16th July 2018 By: Marleny Arnoldi - Creamer Media Online Writer

A report from the Life After Coal campaign calls for uncounted costs to South Africa’s water resources to be accounted for in the Integrated Resource Plan (IRP).

Mining coal and burning it in power stations uses large amounts of water and pollutes water as well, imposing massive but uncounted costs on society and particularly on poor people who live in the coal mining regions, it argues.

The Life After Coal campaign is run by the Centre for Environmental Rights, groundWork and Earthlife Africa, together with Greenpeace Africa. The partners have indicated that they will challenge, in court, an IRP that fails to adequately take the costs of coal into account.

The report, titled ‘Water Impacts and Externalities of Coal Power’, was complied by the Life After Coal campaign from a range of existing research on the cost of the impacts of coal mining and burning on water resources.

“The draft IRP 2016 provides cost estimates for different energy technologies, but does not include externalities of critical importance for electricity planning. This means that the costs of coal-fired power generation are significantly undercounted.
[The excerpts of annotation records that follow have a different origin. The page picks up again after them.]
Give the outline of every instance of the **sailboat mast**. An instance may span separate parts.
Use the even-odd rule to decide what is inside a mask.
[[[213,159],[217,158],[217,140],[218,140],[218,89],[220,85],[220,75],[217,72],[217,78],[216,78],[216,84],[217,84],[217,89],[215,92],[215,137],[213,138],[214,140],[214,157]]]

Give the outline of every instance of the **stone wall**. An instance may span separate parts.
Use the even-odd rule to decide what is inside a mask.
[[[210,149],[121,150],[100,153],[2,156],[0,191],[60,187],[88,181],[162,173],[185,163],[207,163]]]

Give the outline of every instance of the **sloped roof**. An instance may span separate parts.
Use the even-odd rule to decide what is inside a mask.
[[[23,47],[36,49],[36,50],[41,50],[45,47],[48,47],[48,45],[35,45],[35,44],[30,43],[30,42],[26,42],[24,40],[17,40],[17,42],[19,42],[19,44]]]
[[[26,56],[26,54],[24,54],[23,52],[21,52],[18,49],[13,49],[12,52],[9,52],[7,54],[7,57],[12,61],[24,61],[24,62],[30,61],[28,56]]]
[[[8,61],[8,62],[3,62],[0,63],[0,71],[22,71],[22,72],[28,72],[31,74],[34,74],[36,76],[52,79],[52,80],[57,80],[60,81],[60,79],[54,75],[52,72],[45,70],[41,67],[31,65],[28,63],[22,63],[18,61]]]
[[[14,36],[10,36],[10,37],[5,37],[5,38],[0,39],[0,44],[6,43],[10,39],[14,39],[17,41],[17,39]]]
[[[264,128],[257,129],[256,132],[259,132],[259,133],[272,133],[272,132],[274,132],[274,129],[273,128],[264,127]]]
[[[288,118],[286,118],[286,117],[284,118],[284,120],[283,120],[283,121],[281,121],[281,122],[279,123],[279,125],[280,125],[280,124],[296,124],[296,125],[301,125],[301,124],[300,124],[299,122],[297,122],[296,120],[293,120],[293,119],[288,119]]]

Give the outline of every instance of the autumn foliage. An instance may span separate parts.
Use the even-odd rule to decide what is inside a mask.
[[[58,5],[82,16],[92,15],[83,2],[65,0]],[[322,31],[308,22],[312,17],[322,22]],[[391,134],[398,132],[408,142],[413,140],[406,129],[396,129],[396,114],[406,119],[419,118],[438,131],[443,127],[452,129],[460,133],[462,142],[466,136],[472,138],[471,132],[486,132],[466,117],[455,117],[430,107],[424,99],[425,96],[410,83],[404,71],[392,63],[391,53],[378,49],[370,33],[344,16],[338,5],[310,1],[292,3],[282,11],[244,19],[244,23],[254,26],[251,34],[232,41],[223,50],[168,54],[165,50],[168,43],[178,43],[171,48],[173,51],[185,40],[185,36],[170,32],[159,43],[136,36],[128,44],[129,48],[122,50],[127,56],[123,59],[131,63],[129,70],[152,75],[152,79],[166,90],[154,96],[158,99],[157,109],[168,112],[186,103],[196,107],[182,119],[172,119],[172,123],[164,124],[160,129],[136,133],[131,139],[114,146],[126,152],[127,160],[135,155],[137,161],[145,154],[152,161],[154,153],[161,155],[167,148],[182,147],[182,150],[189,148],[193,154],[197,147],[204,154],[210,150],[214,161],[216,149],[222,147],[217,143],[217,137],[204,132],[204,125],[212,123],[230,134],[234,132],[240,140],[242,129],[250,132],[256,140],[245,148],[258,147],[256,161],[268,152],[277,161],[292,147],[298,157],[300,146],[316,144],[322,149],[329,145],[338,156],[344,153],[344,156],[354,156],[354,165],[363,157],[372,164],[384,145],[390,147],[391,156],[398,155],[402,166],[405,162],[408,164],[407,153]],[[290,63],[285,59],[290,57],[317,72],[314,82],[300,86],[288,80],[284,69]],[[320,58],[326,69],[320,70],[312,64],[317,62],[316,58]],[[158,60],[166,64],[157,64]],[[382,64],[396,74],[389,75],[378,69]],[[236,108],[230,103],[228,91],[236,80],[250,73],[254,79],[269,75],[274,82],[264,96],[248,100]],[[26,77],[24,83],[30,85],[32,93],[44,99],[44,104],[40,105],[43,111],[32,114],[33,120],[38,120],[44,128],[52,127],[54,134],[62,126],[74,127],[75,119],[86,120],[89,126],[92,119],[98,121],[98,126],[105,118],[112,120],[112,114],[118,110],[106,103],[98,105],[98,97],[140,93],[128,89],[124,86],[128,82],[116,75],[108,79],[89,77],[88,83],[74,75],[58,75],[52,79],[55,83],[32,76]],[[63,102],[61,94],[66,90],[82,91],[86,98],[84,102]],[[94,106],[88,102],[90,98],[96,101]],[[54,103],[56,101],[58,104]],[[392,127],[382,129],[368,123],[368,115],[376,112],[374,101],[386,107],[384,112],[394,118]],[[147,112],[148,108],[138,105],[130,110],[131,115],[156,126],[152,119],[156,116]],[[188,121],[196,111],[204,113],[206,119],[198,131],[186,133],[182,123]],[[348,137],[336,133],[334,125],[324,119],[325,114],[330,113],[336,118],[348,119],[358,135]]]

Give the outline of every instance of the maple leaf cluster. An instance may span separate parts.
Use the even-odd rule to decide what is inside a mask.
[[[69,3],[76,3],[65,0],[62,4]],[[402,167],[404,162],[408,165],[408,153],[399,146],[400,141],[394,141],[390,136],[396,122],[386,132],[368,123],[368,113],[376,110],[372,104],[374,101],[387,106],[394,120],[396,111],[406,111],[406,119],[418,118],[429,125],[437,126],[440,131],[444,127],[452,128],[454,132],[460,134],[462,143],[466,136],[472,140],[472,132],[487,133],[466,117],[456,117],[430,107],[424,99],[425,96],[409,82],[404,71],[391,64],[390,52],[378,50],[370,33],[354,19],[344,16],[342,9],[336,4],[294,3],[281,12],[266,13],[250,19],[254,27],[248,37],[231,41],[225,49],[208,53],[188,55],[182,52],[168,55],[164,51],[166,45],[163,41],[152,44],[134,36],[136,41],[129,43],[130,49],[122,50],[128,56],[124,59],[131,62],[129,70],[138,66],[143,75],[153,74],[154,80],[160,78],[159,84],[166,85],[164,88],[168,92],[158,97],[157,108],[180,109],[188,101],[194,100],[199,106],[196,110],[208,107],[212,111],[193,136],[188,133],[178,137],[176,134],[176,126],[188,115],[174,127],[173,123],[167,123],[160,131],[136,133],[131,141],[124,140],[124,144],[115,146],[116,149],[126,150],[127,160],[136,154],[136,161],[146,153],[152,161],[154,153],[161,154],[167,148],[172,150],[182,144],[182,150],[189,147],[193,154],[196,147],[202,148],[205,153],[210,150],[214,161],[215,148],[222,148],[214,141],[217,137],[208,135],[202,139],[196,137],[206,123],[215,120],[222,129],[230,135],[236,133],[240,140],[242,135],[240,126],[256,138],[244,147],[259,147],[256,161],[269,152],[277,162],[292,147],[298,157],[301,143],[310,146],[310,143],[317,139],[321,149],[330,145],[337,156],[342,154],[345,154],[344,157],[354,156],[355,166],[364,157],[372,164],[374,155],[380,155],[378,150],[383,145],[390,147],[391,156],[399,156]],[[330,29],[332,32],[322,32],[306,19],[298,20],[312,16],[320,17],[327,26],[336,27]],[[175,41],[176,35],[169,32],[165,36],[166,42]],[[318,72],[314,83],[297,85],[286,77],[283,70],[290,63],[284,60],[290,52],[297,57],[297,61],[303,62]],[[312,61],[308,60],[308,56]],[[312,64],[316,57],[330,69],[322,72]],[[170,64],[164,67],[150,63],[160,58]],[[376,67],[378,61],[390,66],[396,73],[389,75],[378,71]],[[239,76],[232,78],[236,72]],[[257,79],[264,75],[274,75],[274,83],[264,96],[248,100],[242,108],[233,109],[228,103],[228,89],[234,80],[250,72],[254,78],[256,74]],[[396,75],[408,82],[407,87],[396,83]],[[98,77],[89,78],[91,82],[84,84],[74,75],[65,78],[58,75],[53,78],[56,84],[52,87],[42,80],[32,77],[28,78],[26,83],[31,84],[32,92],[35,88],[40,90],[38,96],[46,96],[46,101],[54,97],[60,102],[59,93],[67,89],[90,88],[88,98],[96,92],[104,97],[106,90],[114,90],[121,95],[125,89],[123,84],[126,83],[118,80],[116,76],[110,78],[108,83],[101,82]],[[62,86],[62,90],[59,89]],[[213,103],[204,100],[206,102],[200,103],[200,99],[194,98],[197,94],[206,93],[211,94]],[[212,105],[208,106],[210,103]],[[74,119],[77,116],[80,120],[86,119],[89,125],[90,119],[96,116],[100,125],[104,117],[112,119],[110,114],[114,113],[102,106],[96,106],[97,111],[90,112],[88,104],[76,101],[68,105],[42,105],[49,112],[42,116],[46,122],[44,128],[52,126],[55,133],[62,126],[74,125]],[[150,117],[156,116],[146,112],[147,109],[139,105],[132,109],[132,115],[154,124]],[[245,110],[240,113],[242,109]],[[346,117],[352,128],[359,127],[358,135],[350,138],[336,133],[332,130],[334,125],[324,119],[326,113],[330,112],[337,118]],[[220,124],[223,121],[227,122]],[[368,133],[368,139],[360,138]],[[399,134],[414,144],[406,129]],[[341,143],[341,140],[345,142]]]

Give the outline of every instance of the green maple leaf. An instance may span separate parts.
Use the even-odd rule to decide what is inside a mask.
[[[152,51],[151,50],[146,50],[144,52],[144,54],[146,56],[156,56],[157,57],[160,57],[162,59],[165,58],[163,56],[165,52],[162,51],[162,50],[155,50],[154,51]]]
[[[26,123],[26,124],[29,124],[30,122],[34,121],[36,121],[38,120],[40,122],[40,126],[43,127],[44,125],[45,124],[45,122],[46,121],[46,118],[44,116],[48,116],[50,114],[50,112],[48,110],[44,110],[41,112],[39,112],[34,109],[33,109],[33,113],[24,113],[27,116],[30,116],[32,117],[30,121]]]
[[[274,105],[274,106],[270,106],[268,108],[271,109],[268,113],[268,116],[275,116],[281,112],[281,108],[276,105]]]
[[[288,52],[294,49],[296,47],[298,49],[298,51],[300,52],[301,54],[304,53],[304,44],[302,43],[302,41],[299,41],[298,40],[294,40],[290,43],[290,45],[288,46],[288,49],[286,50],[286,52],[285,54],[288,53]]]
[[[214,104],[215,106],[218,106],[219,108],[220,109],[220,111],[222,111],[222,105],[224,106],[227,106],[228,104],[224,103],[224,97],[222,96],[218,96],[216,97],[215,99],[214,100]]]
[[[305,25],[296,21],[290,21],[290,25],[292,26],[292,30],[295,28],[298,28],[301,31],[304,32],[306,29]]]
South Africa is an arid country and can not afford this,” said Life After Coal spokesperson Saul Roux.

EXTENALITIES OF COAL MINING AND BURNING
The external water costs of Eskom’s new Kusile power station are between R0.95/kWh and R1.86/kWh, according to a Greenpeace study.

The opportunity cost (or scarcity value) of the water used for Kusile will be between R6-billion and R12-billion a year and the damage cost imposed on other water users from sulphate pollution will be between R4.5-million and R7.7-million a year, the study has found.

Life After Coal states that the electricity sector pays far less for water, about R3.40/m3, than the average household, at about R8/m3. This means there is no incentive to prioritise water-efficient supply options.

In contrast, properly valuing water would justify a rapid transition to water-efficient renewable energy, the campaign partners state.

“Our scarce water resources are impacted throughout the coal life-cycle. This includes direct impacts on water quality during coal mining; impacts of air pollutants on water resources and coal ash contamination of groundwater.

Acid-mine drainage has the most severe impact, with treatment estimated to cost around 0.38c/kWh,” stated the report.

Apart from future water treatment costs, the historical impacts of coal mining will require treatment and associated costs for decades to come. South Africa has close to 6 000 recorded derelict and ownerless mines. It is estimated that the closure of these mines, including the long-term treatment of acid-mine drainage, would cost up to R60-billion.

Including water supply and infrastructure costs into energy modelling could result in a 75% reduction in water intensity of the power sector by 2050, Life After Coal says.

Renewable energy technologies use far less water. A decarbonised energy future would require four times less water, by 2050, than the draft IRP’s Base Case, which relies heavily on coal and nuclear.

A decarbonised future would also cost less and create up to 331 000 jobs in the energy sector by 2050, according to research conducted by the Council for Scientific and Industrial Research.

The report makes it clear that it is critical that the new draft of the IRP, which Energy Minister Jeff Radebe said will be published shortly, considers the full range of water-related externalities and impacts in determining and costing South Africa’s future electricity supply mix.

Earthlife Africa director Makoma Lekalakala notes that excluding these costs results in the misrepresentation of the costs of coal-fired power generation.

“These costs do not go away. They are borne by the environment, by society in general and especially by poor communities.

“Conversely, including these costs would justify a rapid shift from coal to water-efficient renewable energy. This transition is essential and urgent given South Africa’s water crisis. It is equally urgent that this is planned as a just transition that contributes creating a more equal society in which everyone has a place including workers who are currently employed in the coal sector,” he adds.